Don’t fill up too much on the oysters, as there are so many other foods that you need to try in New Orleans, such as:

  • Po’Boys – this street food sandwich consists of French bread that has been filled with either roast beef or fried shrimp, and then dressed with a salad and mayonnaise
  • Gumbo – this famous stewed dish is packed full of flavor, with everything from chicken, sausage and seafood added in, along with plenty of spices
  • Jambalaya – this rice dish is usually made with either pork or seafood, with many comparing it to the Spanish dish of paella
  • Muffulettas – another popular sandwich, this one is big and round, stuffed full of deli meats, cheeses and usually a homemade olive salad too

Make sure that you save some room for dessert, as there is one sweet treat in New Orleans that you won’t want to miss out on…

Beignets, which mean fritter in French, were first served up in the city in 1862, at a local eatery called Cafe Du Monde. These sugar-filled donuts that have been cut into squares before being fried into a fluffy, airy bite of perfection are enough on their own to attract hoards of tourists into the city.

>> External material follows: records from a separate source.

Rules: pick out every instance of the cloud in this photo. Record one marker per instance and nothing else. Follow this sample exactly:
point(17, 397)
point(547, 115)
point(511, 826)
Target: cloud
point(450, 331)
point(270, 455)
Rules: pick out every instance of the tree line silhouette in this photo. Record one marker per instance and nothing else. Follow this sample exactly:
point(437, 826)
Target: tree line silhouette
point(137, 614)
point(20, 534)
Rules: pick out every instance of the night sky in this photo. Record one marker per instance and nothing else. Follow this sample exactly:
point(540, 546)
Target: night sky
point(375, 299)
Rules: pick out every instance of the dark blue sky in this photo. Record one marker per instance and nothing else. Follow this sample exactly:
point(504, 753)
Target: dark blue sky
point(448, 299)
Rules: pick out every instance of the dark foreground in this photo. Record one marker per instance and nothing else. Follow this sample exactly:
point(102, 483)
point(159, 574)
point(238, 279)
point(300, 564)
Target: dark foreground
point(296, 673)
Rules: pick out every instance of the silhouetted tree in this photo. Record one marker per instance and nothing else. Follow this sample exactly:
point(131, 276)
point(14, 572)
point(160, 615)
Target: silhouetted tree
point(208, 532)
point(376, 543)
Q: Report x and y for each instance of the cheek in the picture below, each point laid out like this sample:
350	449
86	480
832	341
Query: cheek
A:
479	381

It goes without saying that the best place to eat a beignet would be at Cafe Du Monde, where you will be able to sample a beignet 24 hours a day, seven days a week, with the only day the cafe is closed being on Christmas Day.

5) Addis Ababa, Ethiopia

Ethiopian food

The capital of Ethiopia may be lesser known than some of the other destinations on this list, but it is still equally capable of providing an unforgettable foodie experience. While many may still equate the city with the famine it suffered in the past, Addis Ababa is home to one of the healthiest, and most flavorful, cuisines in the world, with locals being so proud of their culinary heritage.

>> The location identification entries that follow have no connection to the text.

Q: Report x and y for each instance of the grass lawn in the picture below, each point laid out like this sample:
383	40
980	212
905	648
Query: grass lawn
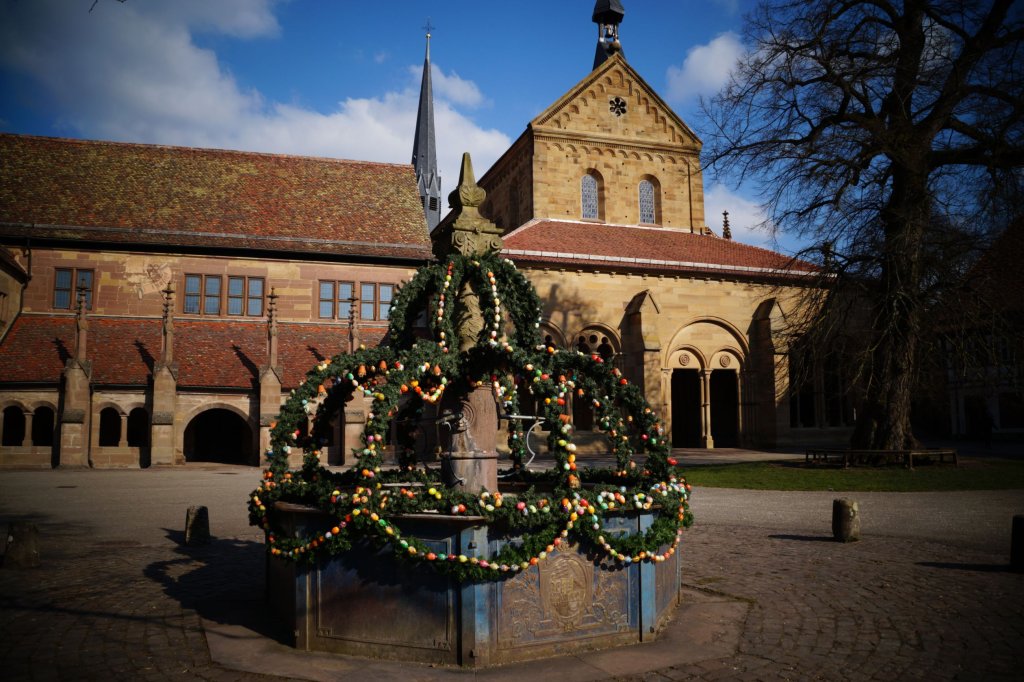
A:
973	474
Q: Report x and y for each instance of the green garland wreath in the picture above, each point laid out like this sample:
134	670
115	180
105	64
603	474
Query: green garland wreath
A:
359	505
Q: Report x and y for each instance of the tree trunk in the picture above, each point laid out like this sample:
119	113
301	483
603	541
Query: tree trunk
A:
885	421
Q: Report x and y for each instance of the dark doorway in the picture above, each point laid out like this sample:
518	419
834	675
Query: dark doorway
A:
43	427
725	409
685	409
110	428
218	435
13	426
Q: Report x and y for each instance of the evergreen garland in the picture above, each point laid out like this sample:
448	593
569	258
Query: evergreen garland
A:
358	505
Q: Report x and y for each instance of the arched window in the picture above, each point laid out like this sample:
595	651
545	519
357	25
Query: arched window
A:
647	202
42	427
110	428
13	426
595	343
138	428
590	197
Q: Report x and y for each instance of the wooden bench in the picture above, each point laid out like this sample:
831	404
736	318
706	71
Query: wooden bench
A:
873	457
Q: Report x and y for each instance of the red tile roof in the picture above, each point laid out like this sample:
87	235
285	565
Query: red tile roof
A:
147	194
122	351
563	243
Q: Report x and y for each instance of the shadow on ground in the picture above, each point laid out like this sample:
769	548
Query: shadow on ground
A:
222	581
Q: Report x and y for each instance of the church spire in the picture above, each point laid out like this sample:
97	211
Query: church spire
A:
607	15
425	148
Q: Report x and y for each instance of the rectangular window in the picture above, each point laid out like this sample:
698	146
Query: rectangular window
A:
211	295
254	297
194	289
384	302
236	295
345	290
368	301
66	285
245	296
327	300
205	294
335	300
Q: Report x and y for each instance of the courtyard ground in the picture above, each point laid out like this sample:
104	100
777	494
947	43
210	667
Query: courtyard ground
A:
926	594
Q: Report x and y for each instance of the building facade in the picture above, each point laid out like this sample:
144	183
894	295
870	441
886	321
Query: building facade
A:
601	204
158	303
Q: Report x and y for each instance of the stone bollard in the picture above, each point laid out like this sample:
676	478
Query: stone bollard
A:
1017	544
846	520
197	525
23	546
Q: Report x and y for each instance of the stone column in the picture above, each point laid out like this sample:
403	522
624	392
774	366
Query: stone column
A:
470	449
706	438
75	415
27	440
667	401
165	392
269	386
123	442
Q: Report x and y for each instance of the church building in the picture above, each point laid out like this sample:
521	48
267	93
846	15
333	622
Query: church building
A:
157	303
601	204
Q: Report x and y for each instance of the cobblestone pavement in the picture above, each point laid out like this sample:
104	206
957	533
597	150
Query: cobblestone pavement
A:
119	597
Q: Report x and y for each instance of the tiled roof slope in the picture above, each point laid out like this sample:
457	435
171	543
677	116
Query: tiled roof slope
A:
146	194
221	354
638	248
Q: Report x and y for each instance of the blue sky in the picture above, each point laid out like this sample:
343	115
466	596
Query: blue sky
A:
341	78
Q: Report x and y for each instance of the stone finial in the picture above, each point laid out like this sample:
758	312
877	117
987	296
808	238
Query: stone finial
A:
81	325
353	318
167	350
271	323
469	232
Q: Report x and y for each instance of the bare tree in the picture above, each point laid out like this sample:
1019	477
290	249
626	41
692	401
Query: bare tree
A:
886	132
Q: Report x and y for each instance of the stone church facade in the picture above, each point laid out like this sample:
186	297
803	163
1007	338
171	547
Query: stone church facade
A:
158	303
601	202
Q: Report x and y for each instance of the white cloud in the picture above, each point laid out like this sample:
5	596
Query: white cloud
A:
132	72
705	70
451	86
747	218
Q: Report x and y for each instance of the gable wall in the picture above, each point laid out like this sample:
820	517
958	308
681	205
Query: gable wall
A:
560	163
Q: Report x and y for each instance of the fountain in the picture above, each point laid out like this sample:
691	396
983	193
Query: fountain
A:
443	558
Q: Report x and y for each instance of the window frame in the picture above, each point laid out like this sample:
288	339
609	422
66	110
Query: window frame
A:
588	181
246	298
653	202
201	301
76	275
339	304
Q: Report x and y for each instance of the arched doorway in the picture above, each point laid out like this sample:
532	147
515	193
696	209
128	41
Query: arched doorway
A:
725	409
218	435
685	409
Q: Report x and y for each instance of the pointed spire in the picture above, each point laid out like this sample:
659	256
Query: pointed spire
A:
607	15
425	147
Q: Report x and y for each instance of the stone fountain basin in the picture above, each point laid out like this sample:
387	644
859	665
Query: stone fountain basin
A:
364	602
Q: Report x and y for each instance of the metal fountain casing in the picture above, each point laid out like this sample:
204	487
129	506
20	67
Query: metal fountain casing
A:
366	603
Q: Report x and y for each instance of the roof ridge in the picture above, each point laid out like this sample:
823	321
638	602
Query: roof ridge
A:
181	147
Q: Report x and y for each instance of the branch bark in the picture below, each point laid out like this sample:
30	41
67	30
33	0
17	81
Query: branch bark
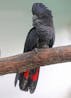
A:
29	60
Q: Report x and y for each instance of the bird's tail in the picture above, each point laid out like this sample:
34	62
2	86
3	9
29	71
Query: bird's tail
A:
28	80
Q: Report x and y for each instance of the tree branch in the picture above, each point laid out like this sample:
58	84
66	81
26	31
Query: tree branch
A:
29	60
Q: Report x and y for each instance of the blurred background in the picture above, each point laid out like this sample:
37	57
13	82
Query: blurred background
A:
15	22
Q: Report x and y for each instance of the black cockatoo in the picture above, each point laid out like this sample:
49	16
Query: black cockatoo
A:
42	35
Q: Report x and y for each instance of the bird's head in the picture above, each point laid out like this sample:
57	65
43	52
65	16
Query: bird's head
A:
39	9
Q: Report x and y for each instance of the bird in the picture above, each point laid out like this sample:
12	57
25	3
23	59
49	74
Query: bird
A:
41	35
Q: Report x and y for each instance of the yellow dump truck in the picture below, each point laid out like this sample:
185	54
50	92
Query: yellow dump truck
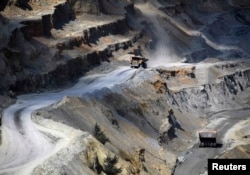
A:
208	138
137	61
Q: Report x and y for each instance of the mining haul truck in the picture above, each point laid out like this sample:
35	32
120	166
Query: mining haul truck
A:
207	138
137	61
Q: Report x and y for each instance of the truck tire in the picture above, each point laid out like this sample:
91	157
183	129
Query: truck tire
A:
144	65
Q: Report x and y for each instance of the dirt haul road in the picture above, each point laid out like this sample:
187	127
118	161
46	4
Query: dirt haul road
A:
25	144
194	161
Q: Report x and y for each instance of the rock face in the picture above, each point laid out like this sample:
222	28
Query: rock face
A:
37	65
152	117
85	6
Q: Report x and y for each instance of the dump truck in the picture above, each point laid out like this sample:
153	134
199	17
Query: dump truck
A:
137	61
208	138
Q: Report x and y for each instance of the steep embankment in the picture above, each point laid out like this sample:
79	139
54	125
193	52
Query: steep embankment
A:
147	112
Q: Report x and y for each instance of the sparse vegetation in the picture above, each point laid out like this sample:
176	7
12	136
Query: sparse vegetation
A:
99	134
109	165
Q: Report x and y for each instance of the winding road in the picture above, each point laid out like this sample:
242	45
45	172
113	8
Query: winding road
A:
195	160
24	143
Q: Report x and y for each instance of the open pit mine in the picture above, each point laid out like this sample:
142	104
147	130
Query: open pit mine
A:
123	87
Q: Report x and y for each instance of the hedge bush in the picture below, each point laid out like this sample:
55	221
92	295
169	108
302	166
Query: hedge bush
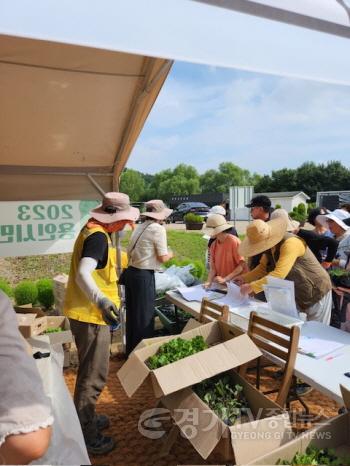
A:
45	292
198	269
26	292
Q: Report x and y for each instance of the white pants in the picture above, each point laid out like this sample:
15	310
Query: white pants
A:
321	311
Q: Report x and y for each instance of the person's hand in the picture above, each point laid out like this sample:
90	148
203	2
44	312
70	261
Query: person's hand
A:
239	280
109	310
220	280
246	289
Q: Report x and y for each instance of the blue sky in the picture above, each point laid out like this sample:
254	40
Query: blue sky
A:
206	115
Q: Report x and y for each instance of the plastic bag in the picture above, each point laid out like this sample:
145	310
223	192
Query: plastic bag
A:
165	282
184	273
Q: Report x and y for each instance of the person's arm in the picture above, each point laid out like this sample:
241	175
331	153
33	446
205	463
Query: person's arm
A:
258	272
290	250
160	244
343	253
212	269
85	281
94	252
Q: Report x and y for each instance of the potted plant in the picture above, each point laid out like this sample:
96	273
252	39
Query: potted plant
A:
193	221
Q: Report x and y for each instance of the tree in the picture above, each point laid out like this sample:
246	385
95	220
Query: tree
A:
133	184
228	175
184	179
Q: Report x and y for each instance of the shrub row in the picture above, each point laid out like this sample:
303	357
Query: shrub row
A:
28	292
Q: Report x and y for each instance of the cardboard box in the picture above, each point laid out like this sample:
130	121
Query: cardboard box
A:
333	433
29	309
29	325
225	352
32	326
191	324
65	336
268	427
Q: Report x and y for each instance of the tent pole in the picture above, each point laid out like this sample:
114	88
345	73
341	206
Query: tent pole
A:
121	290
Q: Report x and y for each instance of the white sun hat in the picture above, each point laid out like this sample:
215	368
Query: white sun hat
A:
338	216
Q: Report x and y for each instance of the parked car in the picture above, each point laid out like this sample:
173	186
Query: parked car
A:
198	208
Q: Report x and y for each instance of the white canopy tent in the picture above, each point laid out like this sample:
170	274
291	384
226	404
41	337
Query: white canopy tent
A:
78	79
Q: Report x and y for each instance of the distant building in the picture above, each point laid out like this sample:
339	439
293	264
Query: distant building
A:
332	199
208	198
287	200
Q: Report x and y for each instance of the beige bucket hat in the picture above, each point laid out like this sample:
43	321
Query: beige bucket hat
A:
338	216
262	236
156	209
281	213
216	224
115	207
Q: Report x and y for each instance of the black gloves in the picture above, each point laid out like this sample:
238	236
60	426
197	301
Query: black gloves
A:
110	312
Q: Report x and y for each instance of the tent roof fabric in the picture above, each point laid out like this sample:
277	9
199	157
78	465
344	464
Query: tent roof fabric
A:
78	79
69	110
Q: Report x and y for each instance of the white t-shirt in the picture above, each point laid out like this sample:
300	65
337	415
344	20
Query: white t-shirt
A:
24	407
152	242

Hospitality is huge all over Ethiopia, so expect to be fed until you truly cannot even comprehend eating another bite. Food here is often eaten with the hands, enabling you to really get involved in what you are about to taste.

If you’ve never had Ethiopian food before, you’re probably wondering what it’s all about…

Here are a few dishes you need to try:

  • Injera – this sourdough flatbread can be found served up alongside just about every Ethiopian meal, as this is used as a utensil to scoop up the rest of the food
  • Tibs – this popular meat dish consists of small chunks of beef cooked up with spices and herbs
  • Kitfo – another beef dish, but this time raw, being the Ethiopian version of beef tartare

Of course, don’t leave without sampling some authentic Ethiopian coffee, with this country being the birthplace of coffee. You will find hundreds, if not thousands, of varieties to try here, with most of these being grown and harvested on a small scale. Coffee is a big part of the culture in Ethiopia, with a coffee ceremony consisting of a small cup of espresso that has been brewed in a clay urn over the top of a charcoal flame.

If you’re a passionate foodie, then chances are you’re always seeking out new, exciting destinations to sample some unexpected flavors. Well, whether it may be the Spanish coast or deep within a Japanese city, these five destinations promise to surprise and delight with the amazing foods that they have to offer.